Cet essai est constitué d’un tressage opéré à l’automne 2010 entre une problématique
reposant cette question capitale et des textes pour partie inédits pour partie publiés qui sont
autant de « matériaux ouverts » au va et vient de la pensée et de l’expérience.
Les (sept) thèses proposées sont et ne sont qu’un outil dans la bataille qui fait rage
aujourd’hui, et qui s’attaque aux fondements mêmes des relations entre la création artistique
et le peuple qui toujours fomente la société. D’autres analyses peuvent venir en réponse aux
questions posées ; les mêmes questions peuvent être posées différemment ; d’autres
questions peuvent être posées , mais il faut agir, agir vite sur le mode de production de la
création artistique, sur les conditions de ce qui la lie au mouvement de la société, sur ce qui
se noue sur la scène elle-même et jusqu’à ce lieu de bataille qu’est le personnage (Anne
Ubersfeld dans « Lire le théâtre »), en un mot sur la dramaturgie de l’œuvre qui renvoie à ce
qu’on pourrait appeler la dramaturgie de l’Histoire…

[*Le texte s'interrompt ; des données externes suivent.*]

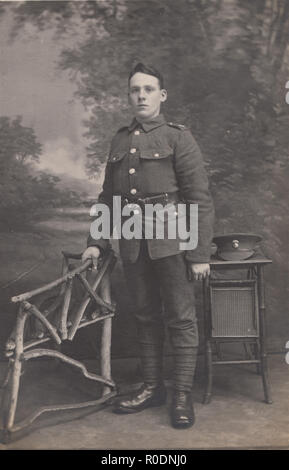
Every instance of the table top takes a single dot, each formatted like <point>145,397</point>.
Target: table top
<point>257,259</point>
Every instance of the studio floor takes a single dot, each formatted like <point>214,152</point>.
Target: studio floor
<point>236,418</point>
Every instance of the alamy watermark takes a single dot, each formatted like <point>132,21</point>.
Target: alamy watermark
<point>287,354</point>
<point>149,221</point>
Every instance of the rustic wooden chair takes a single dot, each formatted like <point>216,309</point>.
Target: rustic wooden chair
<point>54,321</point>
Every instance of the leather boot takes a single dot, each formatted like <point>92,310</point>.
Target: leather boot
<point>147,396</point>
<point>182,411</point>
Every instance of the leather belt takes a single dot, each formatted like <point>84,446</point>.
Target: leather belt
<point>163,198</point>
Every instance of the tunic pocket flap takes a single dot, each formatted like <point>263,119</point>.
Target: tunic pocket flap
<point>153,154</point>
<point>116,156</point>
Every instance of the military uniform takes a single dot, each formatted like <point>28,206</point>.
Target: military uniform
<point>153,162</point>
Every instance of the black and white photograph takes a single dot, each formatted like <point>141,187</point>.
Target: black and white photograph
<point>144,228</point>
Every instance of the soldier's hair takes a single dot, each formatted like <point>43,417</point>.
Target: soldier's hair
<point>149,70</point>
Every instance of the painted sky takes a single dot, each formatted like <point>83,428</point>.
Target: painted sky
<point>31,85</point>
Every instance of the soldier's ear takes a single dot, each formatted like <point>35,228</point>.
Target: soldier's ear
<point>164,95</point>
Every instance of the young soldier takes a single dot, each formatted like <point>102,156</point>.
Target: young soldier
<point>153,161</point>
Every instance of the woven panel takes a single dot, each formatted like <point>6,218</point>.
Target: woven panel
<point>234,311</point>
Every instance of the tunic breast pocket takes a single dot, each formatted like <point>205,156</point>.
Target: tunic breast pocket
<point>117,161</point>
<point>157,169</point>
<point>156,155</point>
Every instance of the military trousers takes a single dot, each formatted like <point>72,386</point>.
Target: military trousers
<point>163,296</point>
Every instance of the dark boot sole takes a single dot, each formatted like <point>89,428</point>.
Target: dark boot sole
<point>182,425</point>
<point>126,410</point>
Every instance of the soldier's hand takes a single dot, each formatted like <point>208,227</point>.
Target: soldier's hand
<point>200,271</point>
<point>92,252</point>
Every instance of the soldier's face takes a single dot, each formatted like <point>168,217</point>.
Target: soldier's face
<point>145,96</point>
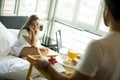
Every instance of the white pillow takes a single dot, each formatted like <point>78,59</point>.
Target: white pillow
<point>7,40</point>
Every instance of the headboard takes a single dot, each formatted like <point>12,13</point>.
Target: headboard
<point>15,22</point>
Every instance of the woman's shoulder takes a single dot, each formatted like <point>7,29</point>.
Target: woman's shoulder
<point>24,30</point>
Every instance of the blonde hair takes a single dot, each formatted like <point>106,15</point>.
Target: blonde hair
<point>28,23</point>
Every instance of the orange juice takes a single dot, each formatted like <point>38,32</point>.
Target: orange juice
<point>72,54</point>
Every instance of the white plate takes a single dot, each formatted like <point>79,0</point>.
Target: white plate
<point>61,61</point>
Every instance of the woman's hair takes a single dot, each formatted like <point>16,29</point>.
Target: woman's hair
<point>114,7</point>
<point>28,23</point>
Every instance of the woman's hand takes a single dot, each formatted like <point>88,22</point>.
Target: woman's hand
<point>42,64</point>
<point>44,51</point>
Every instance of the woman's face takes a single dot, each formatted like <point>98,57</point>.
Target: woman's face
<point>34,25</point>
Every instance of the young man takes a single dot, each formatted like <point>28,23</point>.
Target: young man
<point>101,59</point>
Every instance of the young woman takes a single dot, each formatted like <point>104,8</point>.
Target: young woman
<point>28,42</point>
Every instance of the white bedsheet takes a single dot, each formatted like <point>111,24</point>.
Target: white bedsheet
<point>12,67</point>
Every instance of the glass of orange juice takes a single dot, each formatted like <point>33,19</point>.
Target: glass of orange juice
<point>72,54</point>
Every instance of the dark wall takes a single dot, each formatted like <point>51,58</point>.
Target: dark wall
<point>15,22</point>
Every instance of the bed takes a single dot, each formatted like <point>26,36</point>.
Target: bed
<point>12,67</point>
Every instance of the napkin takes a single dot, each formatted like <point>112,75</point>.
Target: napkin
<point>59,67</point>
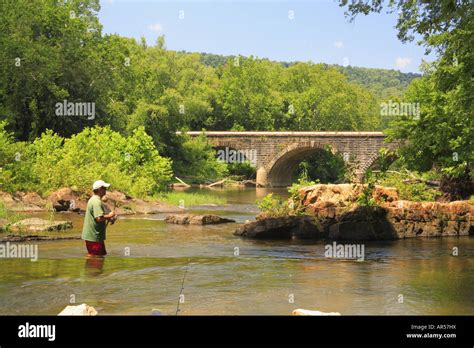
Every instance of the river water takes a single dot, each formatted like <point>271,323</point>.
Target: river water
<point>147,261</point>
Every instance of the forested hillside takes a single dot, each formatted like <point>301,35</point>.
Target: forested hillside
<point>383,83</point>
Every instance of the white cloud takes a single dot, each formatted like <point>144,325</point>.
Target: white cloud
<point>402,62</point>
<point>155,27</point>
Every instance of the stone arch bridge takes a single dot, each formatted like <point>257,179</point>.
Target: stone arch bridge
<point>277,154</point>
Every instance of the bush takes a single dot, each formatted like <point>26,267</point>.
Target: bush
<point>131,164</point>
<point>198,161</point>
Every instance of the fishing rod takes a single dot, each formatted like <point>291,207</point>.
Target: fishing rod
<point>182,287</point>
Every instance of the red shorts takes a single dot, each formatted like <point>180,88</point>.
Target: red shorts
<point>96,248</point>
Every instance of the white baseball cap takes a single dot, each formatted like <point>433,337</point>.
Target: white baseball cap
<point>99,183</point>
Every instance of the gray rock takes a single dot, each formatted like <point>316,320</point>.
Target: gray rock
<point>190,219</point>
<point>39,225</point>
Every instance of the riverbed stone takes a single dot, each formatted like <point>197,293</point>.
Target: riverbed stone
<point>82,309</point>
<point>300,311</point>
<point>287,227</point>
<point>190,219</point>
<point>39,225</point>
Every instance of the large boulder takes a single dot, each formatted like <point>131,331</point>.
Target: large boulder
<point>66,199</point>
<point>3,224</point>
<point>288,227</point>
<point>190,219</point>
<point>340,216</point>
<point>22,202</point>
<point>39,225</point>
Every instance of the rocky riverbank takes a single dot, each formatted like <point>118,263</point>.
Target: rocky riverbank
<point>332,212</point>
<point>68,199</point>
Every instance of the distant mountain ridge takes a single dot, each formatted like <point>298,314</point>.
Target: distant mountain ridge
<point>383,83</point>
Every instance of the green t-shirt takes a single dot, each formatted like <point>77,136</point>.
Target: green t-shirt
<point>92,230</point>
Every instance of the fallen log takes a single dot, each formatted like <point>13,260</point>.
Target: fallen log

Gérard ASTOR La Métaphore partagée octobre 2010 3/65
"Me rappelant que la démolition des vieux quartiers de la ville avait eu pour but de rendre
plus difficile la construction de barricades, de dégager le champ de tir, je voyais Paris captif
de ses classes supérieures, je voyais à tous les points stratégiques la richesse amoncelée
dominant les quartiers les artisans, les petits-bourgeois et les ouvriers vivaient en vase
clos. Mais ce n'était pas ce schéma qui donnait à la ville son visage ; ici, le sentiment de la
présence de tous ces édifices prenait davantage sa source dans ce qu'on savait des
événements qui, tout autour, d'en bas, continuellement, avaient été déclanchés, des
mouvements de révolte, d'insurrection qui déployèrent leur propre violence, leur propre
pouvoir. Chaque maison conservait de ces actions une trace plus nette que celle des
contraintes décrétées par les dynasties, et si j'ajoutais à tous ceux qui, anonymes, avaient
entassé les pierres des barricades dans les ruelles ceux qui, par leurs œuvres d'art, s'étaient
intégrés à la vie de la ville, je me retrouvais dans le bouillonnement d'une cohue qui me
coupait le souffle."
Peter Weiss
L'esthétique de la résistance
Klincksieck, 1992, tome 2, p. 25
Un théâtre qui se construit dans l'élaboration d'un pouvoir monarchique absolu (celui de
Molière sous Louis XIV) ne peut être le "même" qu'un théâtre qui se construit dans l'époque
d'élaboration des premières formes de la démocratie politique au sein d'une société
esclavagiste (celui d'Aristophane dans l'Athènes du Vème s. avant notre ère), ni d'un théâtre
qui s'écrit (de l'auteur au spectateur) dans la période historique de la crise du capitalisme et
de son dépassement possible…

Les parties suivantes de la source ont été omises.